# hemi



## jshark (Apr 29, 2008)

had this dodge ram for about two years now only one prob .. i had to replace the pcm .. just wondering if i should expect any more problems besides normal mant. its an 04 ram 5.7 hemi bout 80,000 miles


----------



## Hannibal (Aug 10, 2007)

I have an 04 Ram 1500 w/ the Hemi. It's been an absolute dream. Just over 92K miles on her now.

Only two issues that I've had to date:

1) When on LONG trips (6+ hours), the truck would stutter and want to shut off. It would always be at the end of the trip - when I got off the highway and hit slow local road speeds and stops. Sometimes it would cut off. The engine light would cut on. Upon restarting the truck, it would drive fine. If it acted up on the highway, I could put the truck in neutral and coast - turn the truck on while coasting and then put it back into drive. It solved the problem temporarly.

It only did it on long road trips - never on daily commutes, etc. I finally broke down and had it checked and I needed to replace a by-pass valve ($50 part) that I could easily swap myself. Problem went away completely for about 2 years. On my trip to OBX this past weekend, it did it once on the way down and not at all on the way back. Check engine light came on briefly then cycled through and went off.

2) I've been having a reaccurring problem with my drivers side brake light burning out. The connection between the socket and the bulb keeps rusting out and causing a short each time it rains. I tried drilling a small drainage hold in the lens so water would leave but it hasn't helped. I may just have to pony up the $100 to replace the entire light socket strip. 

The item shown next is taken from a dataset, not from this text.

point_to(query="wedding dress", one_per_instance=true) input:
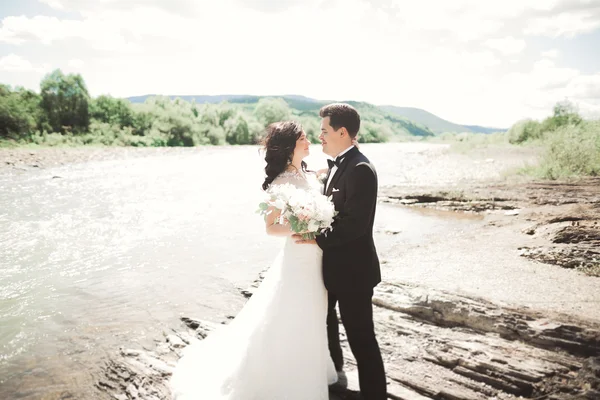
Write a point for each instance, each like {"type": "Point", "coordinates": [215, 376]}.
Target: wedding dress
{"type": "Point", "coordinates": [276, 347]}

All things considered, it's been great. In my book - those are two of the most minor issues. 

**** knock on wodd ****


----------



## dmaaero (Jan 27, 2008)

Yall need to check for broken c-clips in the rearend, its easy when you change the r/e oil just run your finger inside the housing if the clip is broke you"ll find half the clip in the bottom of the housing. It"s a common problem with these trucks, mines broke twice now. Dodge blames it on not changing the r/e oil often enough ! dodge now says the r/e oil should be changed every 15,000 miles!!!!! 15,000 miles on syn gear lube


----------